Il est bien difficile de dormir. D'abord les couvertures ont toujours un poids formidable et, pour ne parler que des draps de lit, c'est comme de la tôle.
Si on se découvre entièrement, tout le monde sait ce qui se passe. Après quelques minutes d'un repos d'ailleurs indéniable, on est projeté dans l'espace. Ensuite, pour redescendre, ce sont toujours des descentes brusques qui vous coupent la respiration.
Ou bien, couché sur le dos, on soulève les genoux.

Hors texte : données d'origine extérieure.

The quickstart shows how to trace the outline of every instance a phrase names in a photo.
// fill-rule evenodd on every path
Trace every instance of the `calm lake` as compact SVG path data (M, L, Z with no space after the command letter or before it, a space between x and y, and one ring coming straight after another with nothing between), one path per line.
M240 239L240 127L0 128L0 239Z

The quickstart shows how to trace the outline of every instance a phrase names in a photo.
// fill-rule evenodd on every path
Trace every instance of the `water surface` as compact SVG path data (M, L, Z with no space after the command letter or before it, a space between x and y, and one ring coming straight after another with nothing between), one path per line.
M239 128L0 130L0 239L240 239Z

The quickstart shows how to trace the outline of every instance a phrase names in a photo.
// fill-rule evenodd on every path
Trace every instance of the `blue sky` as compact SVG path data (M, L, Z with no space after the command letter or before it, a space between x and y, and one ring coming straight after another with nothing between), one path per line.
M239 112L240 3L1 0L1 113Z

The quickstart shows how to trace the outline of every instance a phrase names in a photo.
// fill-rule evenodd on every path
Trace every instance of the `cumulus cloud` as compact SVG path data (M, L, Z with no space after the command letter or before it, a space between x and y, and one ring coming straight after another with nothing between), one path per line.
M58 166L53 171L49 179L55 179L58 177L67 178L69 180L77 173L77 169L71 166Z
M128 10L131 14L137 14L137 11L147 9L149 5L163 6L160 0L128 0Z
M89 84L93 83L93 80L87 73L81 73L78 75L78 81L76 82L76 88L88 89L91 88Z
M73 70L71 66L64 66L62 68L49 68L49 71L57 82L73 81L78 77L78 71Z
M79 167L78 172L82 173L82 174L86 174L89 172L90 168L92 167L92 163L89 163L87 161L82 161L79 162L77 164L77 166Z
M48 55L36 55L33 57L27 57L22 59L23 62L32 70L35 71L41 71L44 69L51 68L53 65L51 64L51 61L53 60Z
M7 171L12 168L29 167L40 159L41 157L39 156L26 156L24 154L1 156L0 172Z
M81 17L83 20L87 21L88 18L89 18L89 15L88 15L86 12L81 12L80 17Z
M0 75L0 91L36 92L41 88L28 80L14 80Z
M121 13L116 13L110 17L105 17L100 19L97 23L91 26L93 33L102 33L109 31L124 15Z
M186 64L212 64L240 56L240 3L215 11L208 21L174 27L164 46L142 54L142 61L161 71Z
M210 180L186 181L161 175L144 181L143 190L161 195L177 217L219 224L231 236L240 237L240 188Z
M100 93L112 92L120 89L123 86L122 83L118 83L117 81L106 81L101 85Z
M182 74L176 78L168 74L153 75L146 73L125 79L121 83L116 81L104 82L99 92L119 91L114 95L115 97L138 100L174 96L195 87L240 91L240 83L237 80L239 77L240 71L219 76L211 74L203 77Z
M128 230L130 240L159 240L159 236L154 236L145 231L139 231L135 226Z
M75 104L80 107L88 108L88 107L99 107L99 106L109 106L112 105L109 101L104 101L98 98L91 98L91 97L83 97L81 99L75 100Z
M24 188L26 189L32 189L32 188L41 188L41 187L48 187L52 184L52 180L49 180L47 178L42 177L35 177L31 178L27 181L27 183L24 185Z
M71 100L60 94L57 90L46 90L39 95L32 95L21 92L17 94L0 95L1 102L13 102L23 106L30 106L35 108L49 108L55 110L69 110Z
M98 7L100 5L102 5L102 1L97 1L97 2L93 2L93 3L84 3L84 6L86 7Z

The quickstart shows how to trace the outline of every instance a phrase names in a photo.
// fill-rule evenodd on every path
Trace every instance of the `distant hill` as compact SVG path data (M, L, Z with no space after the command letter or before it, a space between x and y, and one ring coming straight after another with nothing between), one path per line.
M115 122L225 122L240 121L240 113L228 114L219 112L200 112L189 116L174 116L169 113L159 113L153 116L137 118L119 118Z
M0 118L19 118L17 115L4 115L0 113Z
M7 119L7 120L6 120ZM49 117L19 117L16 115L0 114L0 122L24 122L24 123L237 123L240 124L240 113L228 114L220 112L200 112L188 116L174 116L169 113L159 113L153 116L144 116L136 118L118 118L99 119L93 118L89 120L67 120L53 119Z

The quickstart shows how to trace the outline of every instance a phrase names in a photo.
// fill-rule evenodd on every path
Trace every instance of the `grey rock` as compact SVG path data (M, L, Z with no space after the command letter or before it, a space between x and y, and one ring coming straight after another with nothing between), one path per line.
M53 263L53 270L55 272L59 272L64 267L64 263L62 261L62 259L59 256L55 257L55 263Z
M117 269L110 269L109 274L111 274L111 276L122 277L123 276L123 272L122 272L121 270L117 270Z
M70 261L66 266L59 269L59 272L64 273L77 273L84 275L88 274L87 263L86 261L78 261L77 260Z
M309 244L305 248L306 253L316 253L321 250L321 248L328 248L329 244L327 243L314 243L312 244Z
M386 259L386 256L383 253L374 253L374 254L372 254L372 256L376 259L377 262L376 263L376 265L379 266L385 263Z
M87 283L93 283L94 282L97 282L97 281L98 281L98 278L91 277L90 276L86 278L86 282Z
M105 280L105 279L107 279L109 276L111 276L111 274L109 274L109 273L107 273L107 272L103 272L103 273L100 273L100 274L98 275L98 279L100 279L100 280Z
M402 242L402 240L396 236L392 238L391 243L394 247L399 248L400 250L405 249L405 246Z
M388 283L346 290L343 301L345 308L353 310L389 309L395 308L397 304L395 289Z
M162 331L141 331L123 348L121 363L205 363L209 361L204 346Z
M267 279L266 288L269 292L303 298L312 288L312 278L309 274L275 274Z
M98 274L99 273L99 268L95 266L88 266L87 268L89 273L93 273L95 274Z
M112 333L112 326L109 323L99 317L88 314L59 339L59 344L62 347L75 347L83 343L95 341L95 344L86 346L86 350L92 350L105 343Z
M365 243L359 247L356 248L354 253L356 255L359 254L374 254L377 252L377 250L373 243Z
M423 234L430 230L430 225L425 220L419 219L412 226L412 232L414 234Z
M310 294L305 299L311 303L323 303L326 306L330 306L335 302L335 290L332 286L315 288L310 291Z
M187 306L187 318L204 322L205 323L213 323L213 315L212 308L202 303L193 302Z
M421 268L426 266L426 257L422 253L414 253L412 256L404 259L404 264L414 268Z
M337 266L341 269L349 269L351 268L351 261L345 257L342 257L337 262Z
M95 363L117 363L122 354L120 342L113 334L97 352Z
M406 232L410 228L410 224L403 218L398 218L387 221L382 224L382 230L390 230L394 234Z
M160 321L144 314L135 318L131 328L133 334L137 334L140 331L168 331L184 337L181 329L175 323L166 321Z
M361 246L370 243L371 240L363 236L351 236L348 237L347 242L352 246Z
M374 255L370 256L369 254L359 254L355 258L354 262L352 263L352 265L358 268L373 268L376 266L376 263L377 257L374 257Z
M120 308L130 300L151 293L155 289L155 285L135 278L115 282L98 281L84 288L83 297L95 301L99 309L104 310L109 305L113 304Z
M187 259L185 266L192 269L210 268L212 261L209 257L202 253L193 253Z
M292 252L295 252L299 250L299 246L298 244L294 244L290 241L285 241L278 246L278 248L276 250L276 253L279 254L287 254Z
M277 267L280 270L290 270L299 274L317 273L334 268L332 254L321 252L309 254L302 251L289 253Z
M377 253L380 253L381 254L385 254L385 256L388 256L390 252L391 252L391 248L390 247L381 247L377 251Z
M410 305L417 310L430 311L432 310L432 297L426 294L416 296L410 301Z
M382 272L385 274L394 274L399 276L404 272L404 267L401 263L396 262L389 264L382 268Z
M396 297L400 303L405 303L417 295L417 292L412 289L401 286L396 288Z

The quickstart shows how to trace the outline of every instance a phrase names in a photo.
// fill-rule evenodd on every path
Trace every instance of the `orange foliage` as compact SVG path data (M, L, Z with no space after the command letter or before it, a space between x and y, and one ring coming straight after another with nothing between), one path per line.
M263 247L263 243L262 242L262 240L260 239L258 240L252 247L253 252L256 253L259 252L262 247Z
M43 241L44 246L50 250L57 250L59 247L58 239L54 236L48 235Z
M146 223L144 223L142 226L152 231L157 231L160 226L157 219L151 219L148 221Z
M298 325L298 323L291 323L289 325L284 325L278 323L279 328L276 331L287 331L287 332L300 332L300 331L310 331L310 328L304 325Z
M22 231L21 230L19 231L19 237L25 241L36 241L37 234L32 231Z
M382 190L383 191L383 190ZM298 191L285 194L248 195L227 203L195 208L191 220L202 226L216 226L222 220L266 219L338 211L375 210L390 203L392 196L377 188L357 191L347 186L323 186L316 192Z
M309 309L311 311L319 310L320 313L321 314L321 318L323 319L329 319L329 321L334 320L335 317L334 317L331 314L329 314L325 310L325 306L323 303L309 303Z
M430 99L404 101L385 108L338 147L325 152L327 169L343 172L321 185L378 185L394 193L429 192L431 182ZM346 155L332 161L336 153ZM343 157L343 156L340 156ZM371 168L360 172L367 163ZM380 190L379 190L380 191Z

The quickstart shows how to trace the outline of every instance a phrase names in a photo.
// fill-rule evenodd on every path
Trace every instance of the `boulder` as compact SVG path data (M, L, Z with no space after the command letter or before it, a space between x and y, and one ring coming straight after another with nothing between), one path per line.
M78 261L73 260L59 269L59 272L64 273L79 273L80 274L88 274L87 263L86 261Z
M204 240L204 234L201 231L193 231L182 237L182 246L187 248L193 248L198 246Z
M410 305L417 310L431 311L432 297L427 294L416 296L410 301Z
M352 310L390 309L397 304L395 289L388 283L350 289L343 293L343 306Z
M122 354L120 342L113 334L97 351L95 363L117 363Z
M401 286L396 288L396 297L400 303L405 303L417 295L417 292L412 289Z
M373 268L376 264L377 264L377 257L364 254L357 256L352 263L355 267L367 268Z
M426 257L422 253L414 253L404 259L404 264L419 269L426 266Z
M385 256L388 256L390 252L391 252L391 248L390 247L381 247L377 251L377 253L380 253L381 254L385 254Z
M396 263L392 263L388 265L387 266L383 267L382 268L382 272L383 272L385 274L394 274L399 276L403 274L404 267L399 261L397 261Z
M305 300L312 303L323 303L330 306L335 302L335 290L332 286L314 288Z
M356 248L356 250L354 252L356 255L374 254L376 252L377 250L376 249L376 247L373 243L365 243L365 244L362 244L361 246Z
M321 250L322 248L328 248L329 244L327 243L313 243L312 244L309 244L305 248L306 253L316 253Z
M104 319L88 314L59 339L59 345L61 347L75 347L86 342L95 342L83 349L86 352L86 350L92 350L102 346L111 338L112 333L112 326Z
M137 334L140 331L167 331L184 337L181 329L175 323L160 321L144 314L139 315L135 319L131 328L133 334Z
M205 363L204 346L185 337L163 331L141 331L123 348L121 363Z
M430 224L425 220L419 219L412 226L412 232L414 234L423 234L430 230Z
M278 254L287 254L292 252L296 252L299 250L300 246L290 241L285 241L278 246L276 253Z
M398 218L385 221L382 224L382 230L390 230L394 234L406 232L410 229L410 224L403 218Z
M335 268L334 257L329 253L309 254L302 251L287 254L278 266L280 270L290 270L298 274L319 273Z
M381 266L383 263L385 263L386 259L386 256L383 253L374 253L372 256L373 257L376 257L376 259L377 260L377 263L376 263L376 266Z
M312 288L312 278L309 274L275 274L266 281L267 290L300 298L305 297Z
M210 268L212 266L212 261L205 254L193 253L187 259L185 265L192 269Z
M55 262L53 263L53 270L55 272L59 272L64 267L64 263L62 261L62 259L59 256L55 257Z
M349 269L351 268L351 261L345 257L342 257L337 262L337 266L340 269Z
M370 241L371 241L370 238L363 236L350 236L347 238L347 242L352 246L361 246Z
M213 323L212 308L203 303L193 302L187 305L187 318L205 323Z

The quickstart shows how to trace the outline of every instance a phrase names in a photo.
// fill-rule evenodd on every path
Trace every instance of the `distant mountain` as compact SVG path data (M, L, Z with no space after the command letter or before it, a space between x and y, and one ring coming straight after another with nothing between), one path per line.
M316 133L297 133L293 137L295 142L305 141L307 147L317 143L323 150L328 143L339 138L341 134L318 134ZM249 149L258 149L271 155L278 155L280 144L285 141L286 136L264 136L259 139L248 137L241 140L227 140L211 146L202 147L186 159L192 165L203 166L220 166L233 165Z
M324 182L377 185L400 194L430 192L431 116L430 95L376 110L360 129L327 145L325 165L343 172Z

Ce n'est pas préférable, car l'eau que l'on a dans le ventre se met à tourner, à tourner de plus en plus vite ; avec une pareille toupie, on ne peut dormir.
C'est pourquoi plusieurs, résolument, se couchent sur le ventre -- mais, aussitôt -- ils le savent, mais tant pis, disent-ils -- ils tombent, ils tombent dans quelque abîme profond, et si bas qu'ils soient, il y a toujours quelqu'un qui leur tape du pied dans le derrière pour les enfoncer, encore plus bas ... plus bas.
Aussi, l'heure d'aller dormir est pour tant de personnes un supplice sans pareil.
in Mes propriétés (1930), repris dans La nuit remue (Gallimard, 1967).